While it’s incredible to see this level of growth, it’s still very early days. Going back to the stats, in 2022 over 20 million cars were registered in Australia. It’s going to be a while before a significant number of these are EVs.

Considering the current cost of petrol, it’s ludicrous to be considering not only removing incentives but penalising EV drivers with road taxes. Being a car-loving nation, it’s already challenging to get some people to accept an EV future. It didn’t help that just four years ago former PM Scott Morrison mocked Bill Shorten’s EV policy saying it would “end the weekend” for four-wheel-driving loving Aussies.

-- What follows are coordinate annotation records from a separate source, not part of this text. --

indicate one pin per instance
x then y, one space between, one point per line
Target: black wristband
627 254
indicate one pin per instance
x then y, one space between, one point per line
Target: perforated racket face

Just two years earlier, as Treasurer, this same man brought a lump of coal into Question Time, sarcastically telling people to “not be afraid”.

Promoting such backward perceptions of the future of cars and renewable energy has been damaging. Now that we’re finally seeing some semblance of recovery, NSW Labor is potentially looking to take incentives away rather (rather than adding to them) at this early stage of the Australian EV journey.

And the funniest part is that we’re already decades behind other countries. The October 2022 budget was the first time in Australia’s history that EVs were given a proper federal incentive: the removal of the Fringe Benefits Tax on EVs. Prior to this, the closest we had was a high luxury car tax (LCT) threshold for low-emissions vehicles at $84,916.

Comparatively, many countries have had EV incentives in place for decades. In the case of Norway, it first began rolling them out in the 1990s. And it went well beyond a couple of thousand dollars in rebates.

For 15-20 years Norway offered EV drivers: no annual road tax, no charge on toll roads, no charge on ferries, free municipal parking. And for 32 years the country didn’t charge any kind of purchase or import taxes on EVs.

It’s only been in the last couple of years that Norway began rolling some of these back. Even they they weren’t removed entirely.

So to have the largest state economy in Australia consider revoking EV incentives in just a few years, with no assurances that others may be introduced, seems like an incredibly premature step.